Le paludisme demeure l’un des défis sanitaires les plus pressants au Togo. En 2024, le pays a recensé plus de 2,1 millions de cas confirmés, avec un taux d’incidence de 258 cas pour 1 000 habitants et un taux de mortalité de 11,7 décès pour 100 000 habitants, soit près de 1 000 décès. Face à cette situation préoccupante, les autorités sanitaires togolaises préparent une mesure phare : l’introduction d’un vaccin contre le paludisme dès septembre 2025. Cette initiative vise principalement à protéger les enfants, particulièrement vulnérables face à cette maladie.
Une préparation rigoureuse pour un déploiement efficace
Selon le Dr Payakissim Atekpe, coordonnateur du Programme National de Lutte contre le Paludisme (PNLP), cette introduction repose sur une série de préparatifs essentiels. Parmi eux figurent la formation des agents de santé chargés de l’administration du vaccin, ainsi que des campagnes de sensibilisation pour informer les parents sur les modalités de vaccination.
« Nous sommes déjà en train de mener toutes les activités préparatoires », a-t-il affirmé, insistant sur l’importance d’une communication efficace et d’une logistique bien organisée pour garantir le succès de cette opération.
Un combat de longue haleine
Le Togo ne part pas de zéro dans sa lutte contre le paludisme. Depuis plusieurs années, le pays a mis en place des stratégies de prévention, notamment la distribution de moustiquaires imprégnées et la chimio-prévention du paludisme saisonnier (CPS) pour les enfants âgés de 3 à 59 mois.

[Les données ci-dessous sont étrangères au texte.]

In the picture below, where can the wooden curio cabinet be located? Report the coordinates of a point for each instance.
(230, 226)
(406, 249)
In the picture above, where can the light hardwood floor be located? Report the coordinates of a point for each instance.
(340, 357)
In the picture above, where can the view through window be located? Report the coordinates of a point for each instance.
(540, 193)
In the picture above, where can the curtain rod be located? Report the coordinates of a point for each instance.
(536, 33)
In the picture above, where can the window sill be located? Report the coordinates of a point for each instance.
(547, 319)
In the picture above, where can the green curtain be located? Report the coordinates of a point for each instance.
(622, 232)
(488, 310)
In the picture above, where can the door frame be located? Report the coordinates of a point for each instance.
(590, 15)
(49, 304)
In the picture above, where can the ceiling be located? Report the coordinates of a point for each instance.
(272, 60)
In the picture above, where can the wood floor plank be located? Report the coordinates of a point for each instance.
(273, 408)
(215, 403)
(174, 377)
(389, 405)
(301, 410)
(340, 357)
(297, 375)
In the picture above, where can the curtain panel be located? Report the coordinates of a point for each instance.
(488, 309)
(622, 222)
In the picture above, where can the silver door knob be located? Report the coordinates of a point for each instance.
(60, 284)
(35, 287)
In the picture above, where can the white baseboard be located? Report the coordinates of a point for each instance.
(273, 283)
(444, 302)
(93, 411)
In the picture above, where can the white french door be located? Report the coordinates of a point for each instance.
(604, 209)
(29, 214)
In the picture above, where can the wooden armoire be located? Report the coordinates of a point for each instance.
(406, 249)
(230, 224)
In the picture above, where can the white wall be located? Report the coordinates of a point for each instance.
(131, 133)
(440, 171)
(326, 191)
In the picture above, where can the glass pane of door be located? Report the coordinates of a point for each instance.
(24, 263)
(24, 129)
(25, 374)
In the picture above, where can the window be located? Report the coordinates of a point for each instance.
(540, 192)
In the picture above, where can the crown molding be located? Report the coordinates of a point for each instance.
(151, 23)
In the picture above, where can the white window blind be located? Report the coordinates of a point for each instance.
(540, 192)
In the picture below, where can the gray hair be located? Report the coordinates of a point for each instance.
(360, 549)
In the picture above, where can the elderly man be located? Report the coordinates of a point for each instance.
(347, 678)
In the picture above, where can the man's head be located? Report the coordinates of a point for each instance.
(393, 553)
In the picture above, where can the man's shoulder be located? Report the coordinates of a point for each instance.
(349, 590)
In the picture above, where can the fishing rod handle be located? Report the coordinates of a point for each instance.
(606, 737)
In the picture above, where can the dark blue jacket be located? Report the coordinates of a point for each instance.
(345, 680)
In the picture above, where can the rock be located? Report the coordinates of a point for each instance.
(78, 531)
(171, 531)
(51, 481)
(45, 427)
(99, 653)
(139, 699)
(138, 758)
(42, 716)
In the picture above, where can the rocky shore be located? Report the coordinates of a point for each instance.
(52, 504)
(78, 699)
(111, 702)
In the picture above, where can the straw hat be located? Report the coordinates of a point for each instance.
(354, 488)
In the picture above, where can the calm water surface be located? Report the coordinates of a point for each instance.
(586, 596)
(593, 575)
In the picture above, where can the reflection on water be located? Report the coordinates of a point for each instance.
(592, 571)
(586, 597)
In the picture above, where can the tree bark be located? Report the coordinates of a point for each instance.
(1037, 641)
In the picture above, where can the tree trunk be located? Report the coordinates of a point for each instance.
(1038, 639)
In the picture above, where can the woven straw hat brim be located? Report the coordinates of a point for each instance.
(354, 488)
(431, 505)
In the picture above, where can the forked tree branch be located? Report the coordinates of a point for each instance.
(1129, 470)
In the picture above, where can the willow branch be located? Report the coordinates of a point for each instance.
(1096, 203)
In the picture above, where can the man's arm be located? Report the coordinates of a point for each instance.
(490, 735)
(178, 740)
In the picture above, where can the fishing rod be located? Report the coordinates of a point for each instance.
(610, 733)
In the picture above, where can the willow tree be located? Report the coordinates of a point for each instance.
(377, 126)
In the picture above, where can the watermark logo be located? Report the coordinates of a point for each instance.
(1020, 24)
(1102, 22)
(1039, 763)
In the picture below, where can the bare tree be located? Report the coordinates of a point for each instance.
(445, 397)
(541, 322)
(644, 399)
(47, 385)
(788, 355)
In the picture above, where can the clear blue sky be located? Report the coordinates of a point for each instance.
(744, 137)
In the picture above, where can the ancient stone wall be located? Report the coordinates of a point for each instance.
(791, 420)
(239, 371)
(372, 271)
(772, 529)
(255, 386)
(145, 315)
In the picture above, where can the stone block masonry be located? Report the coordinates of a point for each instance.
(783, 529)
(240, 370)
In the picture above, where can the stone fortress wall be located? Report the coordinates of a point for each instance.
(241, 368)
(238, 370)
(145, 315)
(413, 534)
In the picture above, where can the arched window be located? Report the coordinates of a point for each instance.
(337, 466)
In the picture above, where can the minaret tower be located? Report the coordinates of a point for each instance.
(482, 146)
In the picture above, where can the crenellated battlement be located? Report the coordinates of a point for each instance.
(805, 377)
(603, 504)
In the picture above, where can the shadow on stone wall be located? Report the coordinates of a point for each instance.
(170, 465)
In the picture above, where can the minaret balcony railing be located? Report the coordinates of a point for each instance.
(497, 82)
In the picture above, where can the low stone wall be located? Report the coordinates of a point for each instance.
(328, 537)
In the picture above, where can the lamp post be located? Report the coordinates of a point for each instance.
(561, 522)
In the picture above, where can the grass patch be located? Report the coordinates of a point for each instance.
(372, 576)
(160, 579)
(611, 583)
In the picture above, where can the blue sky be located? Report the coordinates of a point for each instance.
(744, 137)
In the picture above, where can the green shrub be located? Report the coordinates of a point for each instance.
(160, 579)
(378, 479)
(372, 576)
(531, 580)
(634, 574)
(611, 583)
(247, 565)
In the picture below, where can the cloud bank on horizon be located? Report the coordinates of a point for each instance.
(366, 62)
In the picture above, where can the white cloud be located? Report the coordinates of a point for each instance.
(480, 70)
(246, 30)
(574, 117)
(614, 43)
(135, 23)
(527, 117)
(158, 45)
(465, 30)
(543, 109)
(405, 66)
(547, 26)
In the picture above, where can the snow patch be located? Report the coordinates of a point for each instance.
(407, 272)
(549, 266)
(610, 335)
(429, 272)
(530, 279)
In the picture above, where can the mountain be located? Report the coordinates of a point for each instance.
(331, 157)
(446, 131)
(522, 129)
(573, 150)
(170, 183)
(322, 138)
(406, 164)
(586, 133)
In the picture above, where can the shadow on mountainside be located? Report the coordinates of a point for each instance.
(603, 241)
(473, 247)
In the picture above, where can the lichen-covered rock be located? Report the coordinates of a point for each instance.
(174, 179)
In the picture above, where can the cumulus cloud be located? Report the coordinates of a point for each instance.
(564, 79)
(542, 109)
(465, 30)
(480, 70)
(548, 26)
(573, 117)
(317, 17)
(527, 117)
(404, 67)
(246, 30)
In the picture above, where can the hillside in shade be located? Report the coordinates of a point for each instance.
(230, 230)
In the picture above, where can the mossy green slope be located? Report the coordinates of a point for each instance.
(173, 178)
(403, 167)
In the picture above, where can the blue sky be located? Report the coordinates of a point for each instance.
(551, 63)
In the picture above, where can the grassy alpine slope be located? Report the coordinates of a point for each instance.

Ces efforts ont déjà permis de réduire significativement le nombre de décès liés à la maladie. L’arrivée du vaccin représente donc une avancée supplémentaire dans cette lutte.
Le Dr Atekpe se montre optimiste quant aux résultats attendus. « Tous les pays qui ont introduit le vaccin partagent des retours très positifs, avec une réduction notable des cas et des décès. Nous espérons obtenir des résultats similaires au Togo », a-t-il déclaré. Plusieurs pays voisins, comme le Ghana et le Bénin, ont déjà intégré le vaccin dans leurs programmes de santé publique, avec des résultats encourageants.
Un retard à combler, une opportunité à saisir
Si le Togo s’apprête à franchir ce cap, il reste l’un des derniers pays de la sous-région à adopter le vaccin. Seul le Mali tarde encore à se lancer, bien que les autorités maliennes aient récemment annoncé leur intention de démarrer les préparatifs en avril 2025. Pour le Togo, cette initiative constitue une opportunité de combler son retard et de s’aligner sur les standards régionaux en matière de lutte contre le paludisme.
Le vaccin, qui sera administré en deux doses aux enfants de 5 à 6 mois et de 7 à 18 mois, pourrait marquer un tournant décisif dans la réduction de la prévalence de la maladie. Les autorités sanitaires togolaises misent sur cette innovation pour renforcer leurs efforts et, à terme, faire reculer durablement le paludisme sur leur territoire.
Un espoir pour l’avenir
L’introduction du vaccin antipaludéen au Togo en 2025 s’inscrit dans une dynamique régionale prometteuse. Si les préparatifs se déroulent comme prévu, cette initiative pourrait sauver des milliers de vies et offrir un avenir plus sain aux générations futures.